Before this week, I used to wait for people to acknowledge me first. I didn't like the feeling of saying hi to someone and they either didn't notice you or are ignoring you. So I normally waited. Now though, I made it a point to greet a person with a smile and ask them genuinely how they were doing. Most weren't surprised though... I guess I'm more outgoing than I thought. Seems I've been saying hi to people even before now.
Another thing that I wanted to change was my selfishness with what I own:
1. My ipod headphones... I get annoyed when my brother asks for it. Somehow, it annoys me when he doesn't ask and takes it without permission. But yesterday, he asked and I said yeah, although it took me a while.
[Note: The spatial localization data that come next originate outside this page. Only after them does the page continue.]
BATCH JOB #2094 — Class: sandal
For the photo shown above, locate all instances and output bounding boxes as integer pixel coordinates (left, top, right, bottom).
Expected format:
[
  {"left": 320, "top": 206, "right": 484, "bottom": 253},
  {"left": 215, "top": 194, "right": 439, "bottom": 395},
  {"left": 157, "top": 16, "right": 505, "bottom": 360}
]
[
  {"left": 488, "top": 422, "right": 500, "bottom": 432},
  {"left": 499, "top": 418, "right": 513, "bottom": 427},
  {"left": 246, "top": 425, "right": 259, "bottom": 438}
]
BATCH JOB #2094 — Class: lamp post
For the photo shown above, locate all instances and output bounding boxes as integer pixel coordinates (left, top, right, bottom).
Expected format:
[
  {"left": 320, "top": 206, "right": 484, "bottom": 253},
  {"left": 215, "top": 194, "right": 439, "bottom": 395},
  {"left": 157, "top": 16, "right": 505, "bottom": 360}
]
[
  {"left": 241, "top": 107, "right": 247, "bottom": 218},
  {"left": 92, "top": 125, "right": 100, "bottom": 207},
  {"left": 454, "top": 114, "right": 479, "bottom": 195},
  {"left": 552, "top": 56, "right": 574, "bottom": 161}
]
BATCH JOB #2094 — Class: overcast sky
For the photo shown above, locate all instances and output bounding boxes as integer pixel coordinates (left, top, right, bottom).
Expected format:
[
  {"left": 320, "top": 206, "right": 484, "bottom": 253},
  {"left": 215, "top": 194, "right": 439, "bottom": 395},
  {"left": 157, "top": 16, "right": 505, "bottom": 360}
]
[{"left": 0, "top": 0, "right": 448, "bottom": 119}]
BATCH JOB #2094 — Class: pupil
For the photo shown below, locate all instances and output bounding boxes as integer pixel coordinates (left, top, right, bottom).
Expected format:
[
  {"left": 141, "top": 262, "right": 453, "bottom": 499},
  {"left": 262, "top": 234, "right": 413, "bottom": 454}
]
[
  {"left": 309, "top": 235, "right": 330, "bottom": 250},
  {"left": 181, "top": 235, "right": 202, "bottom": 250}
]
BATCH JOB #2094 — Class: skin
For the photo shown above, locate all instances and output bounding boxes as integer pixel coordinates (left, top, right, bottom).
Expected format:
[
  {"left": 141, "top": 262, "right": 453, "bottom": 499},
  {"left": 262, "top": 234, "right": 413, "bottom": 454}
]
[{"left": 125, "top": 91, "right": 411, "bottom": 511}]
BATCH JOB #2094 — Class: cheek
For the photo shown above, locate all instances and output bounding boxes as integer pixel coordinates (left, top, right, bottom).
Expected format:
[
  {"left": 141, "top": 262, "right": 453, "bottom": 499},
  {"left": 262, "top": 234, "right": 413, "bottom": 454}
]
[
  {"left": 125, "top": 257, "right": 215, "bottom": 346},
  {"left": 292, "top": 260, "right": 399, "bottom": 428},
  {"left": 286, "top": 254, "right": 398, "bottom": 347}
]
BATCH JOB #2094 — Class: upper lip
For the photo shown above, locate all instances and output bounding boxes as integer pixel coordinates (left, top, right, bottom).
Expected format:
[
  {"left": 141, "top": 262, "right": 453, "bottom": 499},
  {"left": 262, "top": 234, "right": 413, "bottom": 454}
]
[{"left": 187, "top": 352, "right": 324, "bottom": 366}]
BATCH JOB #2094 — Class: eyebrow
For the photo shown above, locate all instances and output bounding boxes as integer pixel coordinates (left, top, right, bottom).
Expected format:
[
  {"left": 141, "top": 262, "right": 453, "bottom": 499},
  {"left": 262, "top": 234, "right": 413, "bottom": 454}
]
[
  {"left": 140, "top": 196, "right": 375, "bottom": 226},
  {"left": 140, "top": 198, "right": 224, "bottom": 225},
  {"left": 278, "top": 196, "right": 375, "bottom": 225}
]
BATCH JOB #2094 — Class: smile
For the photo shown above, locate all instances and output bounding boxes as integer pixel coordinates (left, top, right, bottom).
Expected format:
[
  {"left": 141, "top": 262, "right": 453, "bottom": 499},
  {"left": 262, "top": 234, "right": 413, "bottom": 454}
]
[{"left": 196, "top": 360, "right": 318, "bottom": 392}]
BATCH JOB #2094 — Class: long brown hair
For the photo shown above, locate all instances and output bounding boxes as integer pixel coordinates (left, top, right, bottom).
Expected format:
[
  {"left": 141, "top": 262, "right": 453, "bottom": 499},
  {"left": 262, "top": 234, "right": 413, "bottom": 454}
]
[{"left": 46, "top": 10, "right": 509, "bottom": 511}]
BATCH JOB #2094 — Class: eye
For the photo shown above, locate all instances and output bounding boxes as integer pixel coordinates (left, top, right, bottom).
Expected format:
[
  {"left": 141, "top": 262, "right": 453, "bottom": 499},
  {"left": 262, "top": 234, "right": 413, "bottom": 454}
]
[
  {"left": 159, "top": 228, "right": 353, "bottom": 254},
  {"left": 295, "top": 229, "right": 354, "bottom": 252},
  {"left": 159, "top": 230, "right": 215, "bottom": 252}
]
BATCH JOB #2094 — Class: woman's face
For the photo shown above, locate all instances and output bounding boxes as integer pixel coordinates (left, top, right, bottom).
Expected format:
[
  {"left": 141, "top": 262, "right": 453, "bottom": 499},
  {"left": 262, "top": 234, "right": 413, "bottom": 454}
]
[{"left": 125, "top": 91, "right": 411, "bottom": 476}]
Since when did I become so preoccupied and materialistic? It's headphones, for goodness' sake.
2. Also, clothes... Boy I can't stand it when my sisters borrow my clothes (bottoms, tops, jewelry, shoes, belt). Somehow it frustrates me when they wear it without asking. But yesterday and the day before, I just shrugged it off. For goodness' sake, we have the same parents who provide for us. Why be selfish with something as trivial as clothes?
Few times, my siblings teased me about this new change I was making and would try to take advantage of it, but you know... I'll still choose to deliberately LOVE and not be selfish with what I own, how I treat people matters... Especially if I say Christ lives in me.